Hong Kong mulls on allowing retail investors to trade crypto futures ETF
Only exchange-traded funds that invest in Bitcoin (BTC) futures and Ether (ETH) futures will be allowed initially
Wed, 09 Nov 2022, 15:09 pm UTC
Hong Kong’s top regulator is mulling on the possibility of setting up a regulatory framework that will allow retail investors to trade ETFs with exposure to crypto futures. A Securities and Futures Commission official explained that while the regulator initially had concerns about crypto EFTs, that agency now believes that those concerns are now manageable.
The Securities and Futures Commission (SFC), Hong Kong’s top financial regulator, is “actively looking” to create a regulatory framework that would allow crypto EFTS, according to Bitcoin.com. Julia Leung, deputy chief executive officer and executive director for the Intermediaries Division at the SFC said during her keynote speech at Hong KongFintech Week that the regulator is “actively looking to set up a regime to authorize ETFs that provide mainstream virtual assets with appropriate investor guardrails.”
The executive revealed that the SFC will initially limit the type of crypto ETFs.

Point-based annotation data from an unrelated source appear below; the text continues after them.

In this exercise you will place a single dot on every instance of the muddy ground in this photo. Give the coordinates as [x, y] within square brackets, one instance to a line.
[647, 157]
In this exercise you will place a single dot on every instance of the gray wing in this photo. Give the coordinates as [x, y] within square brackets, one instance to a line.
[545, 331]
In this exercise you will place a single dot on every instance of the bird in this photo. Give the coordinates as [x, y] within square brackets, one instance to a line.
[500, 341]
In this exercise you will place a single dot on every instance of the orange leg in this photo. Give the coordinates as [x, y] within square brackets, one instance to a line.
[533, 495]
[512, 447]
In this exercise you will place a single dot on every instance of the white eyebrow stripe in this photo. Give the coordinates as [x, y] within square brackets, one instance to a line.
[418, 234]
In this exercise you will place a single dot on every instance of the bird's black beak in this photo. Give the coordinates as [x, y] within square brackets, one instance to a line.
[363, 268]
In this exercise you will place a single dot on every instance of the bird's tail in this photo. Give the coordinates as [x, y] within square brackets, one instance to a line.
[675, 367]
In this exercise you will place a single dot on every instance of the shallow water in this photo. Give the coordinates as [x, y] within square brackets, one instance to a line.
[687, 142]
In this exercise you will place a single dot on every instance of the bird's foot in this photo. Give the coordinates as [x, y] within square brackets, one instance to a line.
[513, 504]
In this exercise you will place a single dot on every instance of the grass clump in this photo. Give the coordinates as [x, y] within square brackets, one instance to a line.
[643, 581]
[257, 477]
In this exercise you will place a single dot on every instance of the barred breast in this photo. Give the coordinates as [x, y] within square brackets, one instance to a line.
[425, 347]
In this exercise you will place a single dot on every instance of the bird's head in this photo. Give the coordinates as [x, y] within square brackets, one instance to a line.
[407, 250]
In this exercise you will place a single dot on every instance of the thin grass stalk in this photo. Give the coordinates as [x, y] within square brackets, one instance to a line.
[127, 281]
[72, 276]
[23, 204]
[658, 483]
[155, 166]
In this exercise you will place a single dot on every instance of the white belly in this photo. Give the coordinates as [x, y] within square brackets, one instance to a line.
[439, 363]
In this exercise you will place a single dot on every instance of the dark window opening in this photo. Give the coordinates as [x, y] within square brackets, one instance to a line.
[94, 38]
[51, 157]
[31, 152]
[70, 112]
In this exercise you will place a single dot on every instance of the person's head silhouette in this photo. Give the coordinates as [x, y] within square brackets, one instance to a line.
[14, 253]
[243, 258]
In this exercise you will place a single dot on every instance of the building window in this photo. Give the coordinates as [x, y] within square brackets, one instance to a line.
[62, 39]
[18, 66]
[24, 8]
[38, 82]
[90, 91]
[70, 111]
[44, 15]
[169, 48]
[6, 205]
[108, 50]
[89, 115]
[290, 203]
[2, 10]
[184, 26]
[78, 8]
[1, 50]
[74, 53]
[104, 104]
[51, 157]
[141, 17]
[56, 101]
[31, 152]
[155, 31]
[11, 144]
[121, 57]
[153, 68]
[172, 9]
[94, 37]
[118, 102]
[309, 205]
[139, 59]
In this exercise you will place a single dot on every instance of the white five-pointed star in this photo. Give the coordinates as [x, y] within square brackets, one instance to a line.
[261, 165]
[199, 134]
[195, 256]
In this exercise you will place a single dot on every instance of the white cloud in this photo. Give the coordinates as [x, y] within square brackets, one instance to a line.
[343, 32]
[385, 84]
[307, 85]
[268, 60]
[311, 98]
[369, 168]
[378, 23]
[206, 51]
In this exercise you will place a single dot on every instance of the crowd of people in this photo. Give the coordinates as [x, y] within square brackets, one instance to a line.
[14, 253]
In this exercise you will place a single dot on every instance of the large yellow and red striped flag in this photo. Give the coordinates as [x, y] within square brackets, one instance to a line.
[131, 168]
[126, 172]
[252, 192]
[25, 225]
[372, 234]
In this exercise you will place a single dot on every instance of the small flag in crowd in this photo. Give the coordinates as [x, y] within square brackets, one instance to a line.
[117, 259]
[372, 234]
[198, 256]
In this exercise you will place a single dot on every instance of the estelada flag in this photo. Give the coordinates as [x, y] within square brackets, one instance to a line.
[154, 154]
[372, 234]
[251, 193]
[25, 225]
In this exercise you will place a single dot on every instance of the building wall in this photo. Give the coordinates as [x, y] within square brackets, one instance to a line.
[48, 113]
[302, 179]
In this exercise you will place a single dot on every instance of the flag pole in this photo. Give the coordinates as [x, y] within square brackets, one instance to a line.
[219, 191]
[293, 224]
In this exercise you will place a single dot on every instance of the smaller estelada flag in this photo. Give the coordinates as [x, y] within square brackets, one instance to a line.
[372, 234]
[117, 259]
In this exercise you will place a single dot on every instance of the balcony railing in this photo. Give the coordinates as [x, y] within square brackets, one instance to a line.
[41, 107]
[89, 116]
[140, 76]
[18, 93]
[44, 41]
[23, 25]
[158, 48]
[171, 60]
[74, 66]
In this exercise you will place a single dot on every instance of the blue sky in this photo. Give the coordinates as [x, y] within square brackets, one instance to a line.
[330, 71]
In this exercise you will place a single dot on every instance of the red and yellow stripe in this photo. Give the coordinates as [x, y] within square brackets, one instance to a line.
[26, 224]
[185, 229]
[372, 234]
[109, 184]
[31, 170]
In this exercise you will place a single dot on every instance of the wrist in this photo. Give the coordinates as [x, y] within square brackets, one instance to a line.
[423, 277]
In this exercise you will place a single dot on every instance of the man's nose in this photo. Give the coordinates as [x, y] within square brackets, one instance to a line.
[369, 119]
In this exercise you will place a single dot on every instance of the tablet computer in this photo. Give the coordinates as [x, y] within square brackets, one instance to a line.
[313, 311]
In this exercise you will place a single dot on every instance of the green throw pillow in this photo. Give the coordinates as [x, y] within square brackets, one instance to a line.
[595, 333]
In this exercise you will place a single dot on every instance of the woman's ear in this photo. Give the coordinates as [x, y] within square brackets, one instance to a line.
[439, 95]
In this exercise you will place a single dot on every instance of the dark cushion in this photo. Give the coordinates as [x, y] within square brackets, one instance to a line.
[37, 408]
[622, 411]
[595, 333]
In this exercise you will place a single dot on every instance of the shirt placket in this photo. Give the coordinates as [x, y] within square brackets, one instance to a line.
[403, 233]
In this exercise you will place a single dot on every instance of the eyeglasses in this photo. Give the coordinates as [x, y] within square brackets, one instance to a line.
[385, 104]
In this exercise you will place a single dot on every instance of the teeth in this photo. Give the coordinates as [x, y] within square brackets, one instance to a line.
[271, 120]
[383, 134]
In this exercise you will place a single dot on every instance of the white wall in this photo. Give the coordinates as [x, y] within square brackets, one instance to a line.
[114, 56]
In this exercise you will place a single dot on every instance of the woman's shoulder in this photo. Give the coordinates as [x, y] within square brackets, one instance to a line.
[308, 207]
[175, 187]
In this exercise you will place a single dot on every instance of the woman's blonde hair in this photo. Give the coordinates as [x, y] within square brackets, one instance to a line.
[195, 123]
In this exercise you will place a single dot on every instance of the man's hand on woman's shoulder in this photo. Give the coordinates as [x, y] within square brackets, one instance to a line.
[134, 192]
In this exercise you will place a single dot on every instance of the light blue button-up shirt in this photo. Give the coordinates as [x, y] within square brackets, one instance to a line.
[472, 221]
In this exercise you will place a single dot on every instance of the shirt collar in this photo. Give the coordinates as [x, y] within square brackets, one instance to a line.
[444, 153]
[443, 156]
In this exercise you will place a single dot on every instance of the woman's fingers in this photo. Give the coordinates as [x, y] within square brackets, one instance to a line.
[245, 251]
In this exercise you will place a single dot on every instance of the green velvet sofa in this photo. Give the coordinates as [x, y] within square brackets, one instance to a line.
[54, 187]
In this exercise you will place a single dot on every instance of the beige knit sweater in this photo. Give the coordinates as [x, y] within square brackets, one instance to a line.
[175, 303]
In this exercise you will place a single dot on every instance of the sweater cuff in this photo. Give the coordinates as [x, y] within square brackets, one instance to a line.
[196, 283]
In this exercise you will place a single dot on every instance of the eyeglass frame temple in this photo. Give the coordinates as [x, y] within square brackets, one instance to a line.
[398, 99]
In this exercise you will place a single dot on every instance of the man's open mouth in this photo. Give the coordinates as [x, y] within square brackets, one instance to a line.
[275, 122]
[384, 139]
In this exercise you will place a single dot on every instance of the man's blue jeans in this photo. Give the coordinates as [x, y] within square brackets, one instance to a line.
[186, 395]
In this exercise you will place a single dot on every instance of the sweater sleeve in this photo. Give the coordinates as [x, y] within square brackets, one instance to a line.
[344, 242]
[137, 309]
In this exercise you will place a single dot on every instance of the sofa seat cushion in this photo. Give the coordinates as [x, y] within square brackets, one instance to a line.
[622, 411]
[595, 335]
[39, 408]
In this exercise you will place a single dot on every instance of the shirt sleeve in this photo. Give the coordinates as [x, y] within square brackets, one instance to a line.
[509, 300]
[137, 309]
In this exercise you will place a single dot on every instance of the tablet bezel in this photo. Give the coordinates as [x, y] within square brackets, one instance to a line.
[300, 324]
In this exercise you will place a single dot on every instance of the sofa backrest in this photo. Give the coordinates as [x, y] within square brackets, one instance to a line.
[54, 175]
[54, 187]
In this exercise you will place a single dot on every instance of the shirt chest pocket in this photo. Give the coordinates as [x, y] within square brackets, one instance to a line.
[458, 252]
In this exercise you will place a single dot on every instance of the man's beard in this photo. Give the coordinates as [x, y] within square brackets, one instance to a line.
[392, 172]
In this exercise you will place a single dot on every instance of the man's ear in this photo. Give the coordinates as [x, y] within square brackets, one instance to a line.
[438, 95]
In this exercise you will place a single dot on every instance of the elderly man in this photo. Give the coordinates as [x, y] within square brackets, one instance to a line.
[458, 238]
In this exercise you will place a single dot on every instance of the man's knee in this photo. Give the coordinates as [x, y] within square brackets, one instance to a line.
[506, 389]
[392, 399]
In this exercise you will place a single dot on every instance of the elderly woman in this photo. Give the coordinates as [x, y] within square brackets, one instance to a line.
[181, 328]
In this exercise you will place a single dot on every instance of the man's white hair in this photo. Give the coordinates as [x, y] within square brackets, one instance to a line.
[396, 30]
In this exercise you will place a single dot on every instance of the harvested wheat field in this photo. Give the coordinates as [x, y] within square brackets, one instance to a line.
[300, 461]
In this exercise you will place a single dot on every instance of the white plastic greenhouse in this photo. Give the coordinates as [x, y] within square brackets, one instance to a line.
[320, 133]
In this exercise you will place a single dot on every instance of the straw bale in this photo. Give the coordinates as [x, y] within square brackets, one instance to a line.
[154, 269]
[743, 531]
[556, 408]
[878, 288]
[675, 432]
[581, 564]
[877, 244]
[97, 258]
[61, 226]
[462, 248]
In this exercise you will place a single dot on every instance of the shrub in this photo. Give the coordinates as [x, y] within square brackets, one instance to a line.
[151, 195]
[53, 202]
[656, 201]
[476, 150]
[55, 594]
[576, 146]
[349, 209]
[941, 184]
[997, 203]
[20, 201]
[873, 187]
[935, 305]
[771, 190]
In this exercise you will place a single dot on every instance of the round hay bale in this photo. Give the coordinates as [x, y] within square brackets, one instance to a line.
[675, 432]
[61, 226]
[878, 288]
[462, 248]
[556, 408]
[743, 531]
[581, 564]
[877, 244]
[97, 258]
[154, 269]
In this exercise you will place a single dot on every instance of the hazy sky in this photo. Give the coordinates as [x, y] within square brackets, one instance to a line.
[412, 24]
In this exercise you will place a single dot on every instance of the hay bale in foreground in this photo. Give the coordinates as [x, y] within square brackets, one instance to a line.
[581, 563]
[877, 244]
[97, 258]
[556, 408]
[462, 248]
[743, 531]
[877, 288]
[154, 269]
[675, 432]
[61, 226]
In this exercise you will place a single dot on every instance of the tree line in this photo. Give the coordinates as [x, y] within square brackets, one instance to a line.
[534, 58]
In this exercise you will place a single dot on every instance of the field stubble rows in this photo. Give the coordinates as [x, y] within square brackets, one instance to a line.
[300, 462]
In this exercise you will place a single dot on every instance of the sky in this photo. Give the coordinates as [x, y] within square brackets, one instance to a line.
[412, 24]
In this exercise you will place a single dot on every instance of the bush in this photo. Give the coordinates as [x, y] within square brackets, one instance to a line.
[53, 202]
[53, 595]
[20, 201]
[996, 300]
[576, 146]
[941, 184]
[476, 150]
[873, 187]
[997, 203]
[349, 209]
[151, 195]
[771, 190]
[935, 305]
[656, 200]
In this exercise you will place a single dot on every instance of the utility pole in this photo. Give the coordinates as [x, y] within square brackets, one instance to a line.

Leung said that only exchange-traded funds that invest in Bitcoin (BTC) futures and Ether (ETH) futures will be allowed initially.
In a circular published on October 30, the SFC detailed some of the requirements for EFTs. These requirements need to be met before it “would consider authorizing exchange-traded funds (ETFs) that obtain exposure to virtual assets (VAs) primarily through futures contracts (VA Futures ETFs) for public offering in Hong Kong.”
“A broad range and larger number of investment products providing exposure to VAs, including VA-related ETFs offered in various markets globally, are now available to both retail and professional investors and have become increasingly popular. Similarly, demand for such products has increased in Hong Kong,” the SFC wrote in the circular. The SFC also confirmed that it is now ready to accept VA Futures ETF applications.
In November 2018, regulators restricted access to crypto assets to professional investors. “Given the novelty of our framework and the high volatility of crypto assets, we believed it was prudent to impose an overarching ‘professional investor’ restriction,” Leung explained.
Leung added that since then, Hong Kong’s crypto ecosystem had made “substantial advancement.” In addition, the SFC gained more experience in regulating crypto exchanges and other crypto firms.
“We have come to believe that some initial concerns about virtual asset futures ETFs have become manageable and can be addressed with proper safeguards,” she added. “It is now an opportune time to review the ‘professional investor only’ requirement.”